In the online facility assignment on a line (OFAL) with a set $S$ of $k$ servers and a capacity $c:S\to\mathbb{N}$, each server $s\in S$ with a capacity $c(s)$ is placed on a line and a request arrives on a line one-by-one. The task of an online algorithm is to irrevocably assign a current request to one of the servers with vacancies before the next request arrives.
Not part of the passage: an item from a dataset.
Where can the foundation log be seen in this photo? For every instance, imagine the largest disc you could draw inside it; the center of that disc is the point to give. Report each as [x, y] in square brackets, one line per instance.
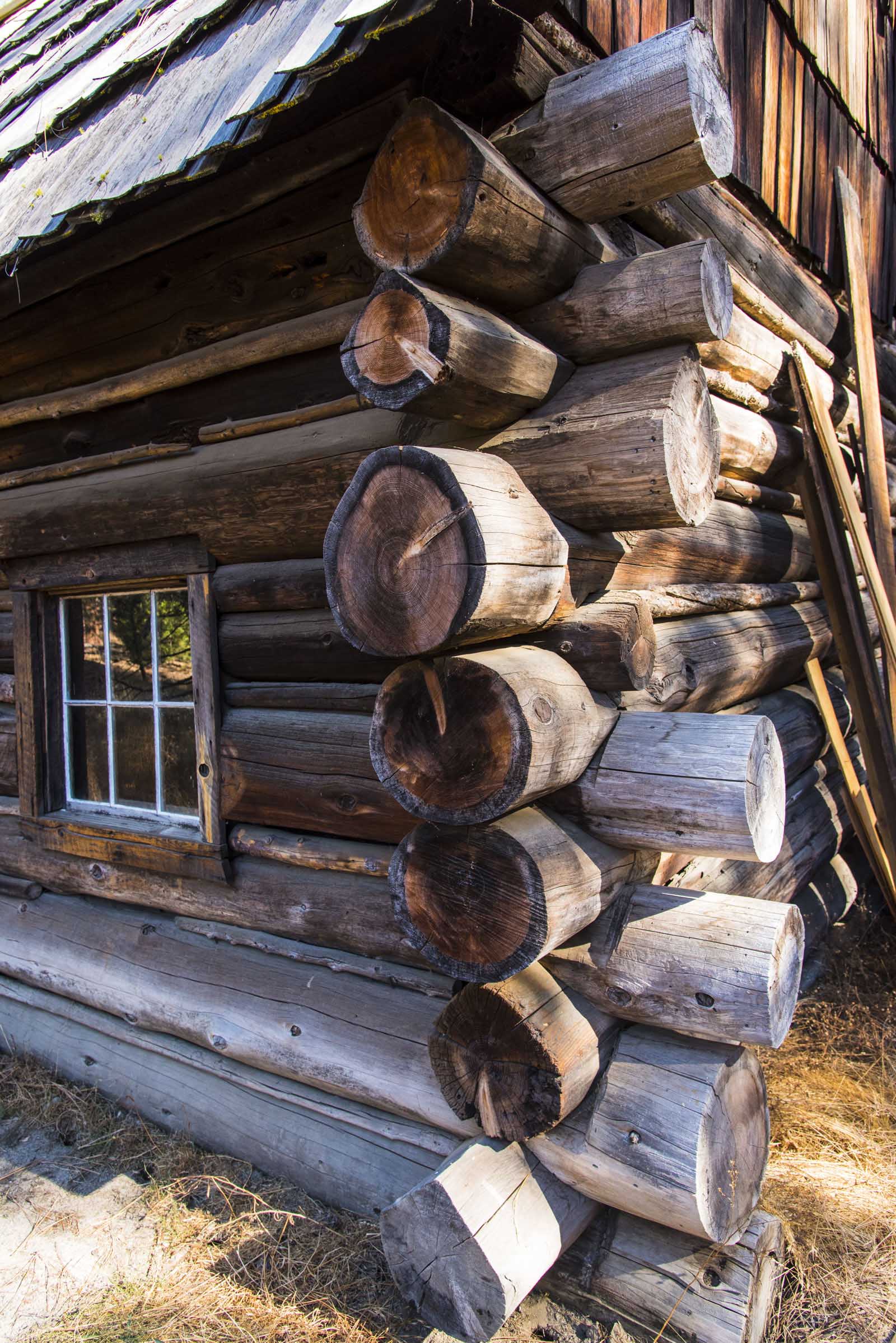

An algorithm can assign up to $c(s)$ requests to each server $s\in S$. In this paper, we show that the competitive ratio of the permutation algorithm is at least $k+1$ for OFAL where the servers are evenly placed on a line. This disproves the result that the permutation algorithm is $k$-competitive by Ahmed et al..

翻译：在线设施分配问题（OFAL）中，给定一组包含$k$个服务器的集合$S$及其容量函数$c:S\to\mathbb{N}$，每个服务器$s\in S$（容量为$c(s)$）位于一条直线上，请求按顺序逐个到达。在线算法的任务是在下一个请求到达前，不可撤销地将当前请求分配给有空位的服务器。每个服务器$s\in S$最多可分配$c(s)$个请求。本文证明，当服务器均匀分布在直线上时，排列算法的竞争比至少为$k+1$。这一结果否定了Ahmed等人关于排列算法具有$k$-竞争性的结论。